Conclusions de la deuxième partie
p. 98-102
Texte intégral
1Le problème traité dans cette Partie était celui de savoir si et dans quelles conditions les îles, telles qu’elles ont été définies dans la Première partie, ont droit à des zones maritimes propres, et le cas échéant, lesquelles.
2Les conclusions auxquelles nous sommes parvenus peuvent se résumer comme suit :
1. Les eaux intérieures
3a) Malgré le silence de l’article 121 de la Convention de 1982 sur le droit de la mer, les îles ont des eaux intérieures comme les territoires continentaux, l’article 8 de la Convention s’appliquant aussi aux îles. Cette conclusion est également valable pour la Convention de 1958 sur la mer territoriale et la zone contiguë.

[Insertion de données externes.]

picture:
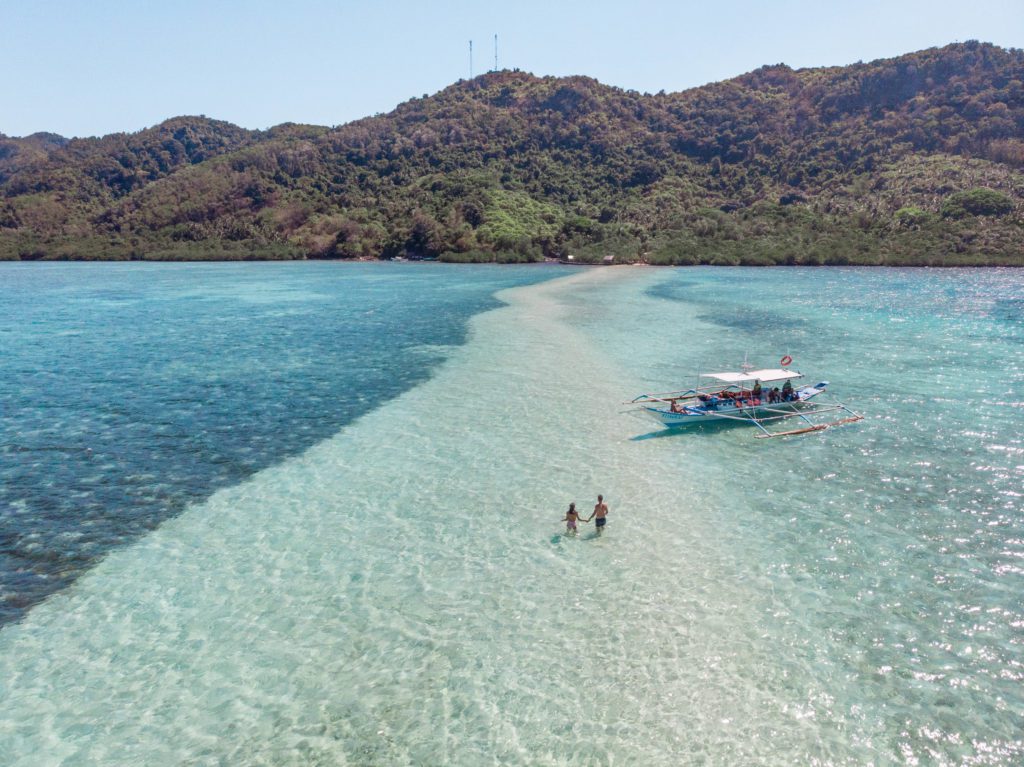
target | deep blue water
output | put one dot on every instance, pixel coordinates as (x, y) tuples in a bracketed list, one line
[(131, 390)]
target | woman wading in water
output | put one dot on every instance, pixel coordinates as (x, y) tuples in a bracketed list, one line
[(570, 519)]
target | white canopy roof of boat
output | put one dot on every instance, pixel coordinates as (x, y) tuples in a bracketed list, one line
[(766, 376)]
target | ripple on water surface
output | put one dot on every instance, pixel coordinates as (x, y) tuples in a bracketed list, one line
[(398, 593)]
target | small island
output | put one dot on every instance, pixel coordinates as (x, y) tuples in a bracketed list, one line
[(909, 161)]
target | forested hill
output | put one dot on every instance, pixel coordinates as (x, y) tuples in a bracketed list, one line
[(915, 160)]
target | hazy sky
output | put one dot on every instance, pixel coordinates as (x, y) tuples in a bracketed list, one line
[(84, 68)]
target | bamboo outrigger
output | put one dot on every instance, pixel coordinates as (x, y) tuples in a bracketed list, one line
[(740, 396)]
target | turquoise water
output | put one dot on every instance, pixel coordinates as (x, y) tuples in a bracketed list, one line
[(132, 390), (400, 593)]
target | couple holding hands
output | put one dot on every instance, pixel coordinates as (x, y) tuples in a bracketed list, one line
[(600, 512)]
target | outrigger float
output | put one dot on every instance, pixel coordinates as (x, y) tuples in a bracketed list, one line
[(745, 397)]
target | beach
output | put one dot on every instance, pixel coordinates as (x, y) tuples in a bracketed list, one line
[(402, 592)]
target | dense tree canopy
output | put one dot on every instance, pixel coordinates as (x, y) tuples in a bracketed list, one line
[(912, 160)]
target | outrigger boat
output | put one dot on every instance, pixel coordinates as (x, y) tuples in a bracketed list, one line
[(745, 397)]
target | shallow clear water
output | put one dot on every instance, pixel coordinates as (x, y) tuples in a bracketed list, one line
[(400, 593), (131, 390)]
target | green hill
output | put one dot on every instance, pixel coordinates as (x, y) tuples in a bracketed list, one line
[(915, 160)]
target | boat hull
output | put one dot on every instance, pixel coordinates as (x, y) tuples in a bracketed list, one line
[(726, 411)]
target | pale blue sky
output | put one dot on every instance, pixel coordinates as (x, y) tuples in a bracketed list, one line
[(84, 68)]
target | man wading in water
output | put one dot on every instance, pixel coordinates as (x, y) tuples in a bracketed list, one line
[(601, 512)]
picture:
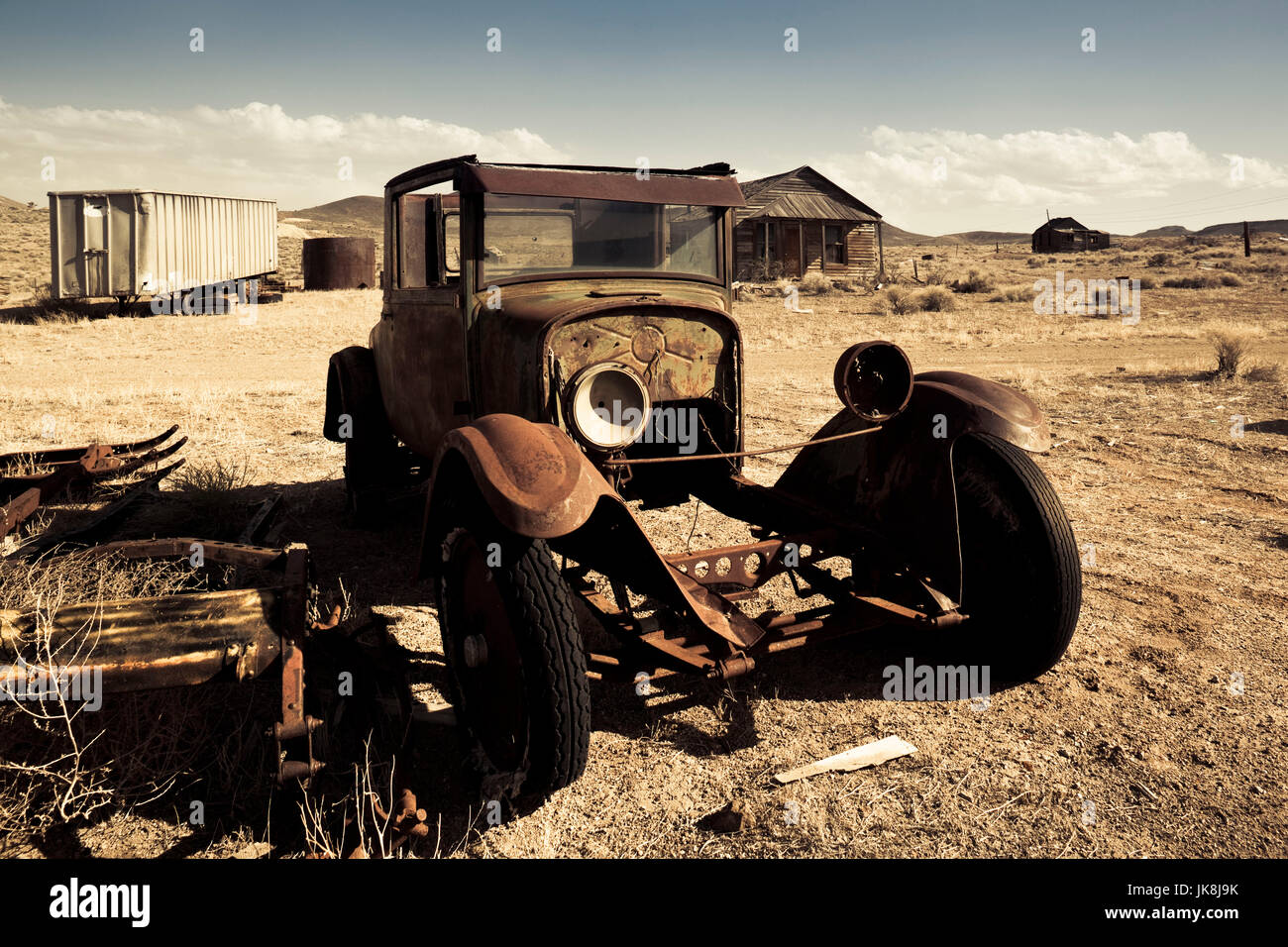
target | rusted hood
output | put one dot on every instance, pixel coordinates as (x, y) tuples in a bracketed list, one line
[(533, 307)]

4b) L’article 6 de la Convention de 1982 permettra aux Etats insulaires possédant des atolls et des îles bordées de récifs frangeants de soumettre au régime des eaux intérieures une surface d’eau plus grande que celle à laquelle ils avaient droit aux termes de la Convention de 1958. Cependant, comme il a été noté plus haut, le système actuel ne prévoit pas, du moins explicitement, la faculté pour l’Etat possédant des atolls de tracer des lignes de base droites à travers les îles extérieures pour enfermer les eaux du lagon. Ces Etats pourraient, néanmoins, appliquer par analogie le système des lignes de base droites prévu à l’article 7 de la nouvelle Convention. Dans ce cas, certaines difficultés peuvent surgir, lorsqu’il s’agit d’une formation atollienne consistant en plusieurs îles centrales ; la plus importante de ces difficultés étant l’absence de « côte » continue.
2. La mer territoriale et la zone contiguë
5a) A l’instar des territoires continentaux, les îles ont droit à une mer territoriale ce qui n’est pas le cas des hauts-fonds découvrants, même ceux sur lesquels un phare ou une autre installation a été construit. En revanche, si un haut-fond découvrant est situé à une distance de la côte d’une terre découverte en permanence qui ne dépasse pas la largeur de la mer territoriale, l’Etat côtier peut le prendre en considération pour le tracé de la limite extérieure de sa mer territoriale ; à l’endroit où est situé le haut-fond, la limite sera alors reportée vers le large en formant une saillie, de manière à englober la mer territoriale du haut-fond en question.
6L’origine de ces règles doit être recherchée dans la pratique de certains Etats maritimes et dans la jurisprudence interne ; leur acceptation sur le plan international est le fruit des efforts de codification déployés par les sociétés savantes, des écrits d’auteurs comme Gidel et des travaux de la Conférence de 1930 sur la codification des règles concernant la mer territoriale. En effet, ces règles ont toutes été insérées dans les documents finals de la Conférence de 1930 pour être reportées ensuite dans la Convention de 1958 sur la mer territoriale et la zone contiguë.
7C’est à partir de 1958 que se développa une pratique étatique uniforme sous forme d’actes législatifs internes appliquant ces règles. Cette pratique permet d’affirmer que les règles en question ont acquis force de coutumes. Cette affirmation est corroborée par le fait que ces règles ont été incorporées sans modifications majeures dans la Convention de 1982 sur le droit de la mer. En effet, malgré l’effort de certains Etats d’introduire des innovations, par exemple la distinction entre différents types d’îles, les règles de la Convention de 1982 relatives à la mer territoriale des îles demeurent celles figurant dans la Convention de 1958 sur la mer territoriale et la zone contiguë.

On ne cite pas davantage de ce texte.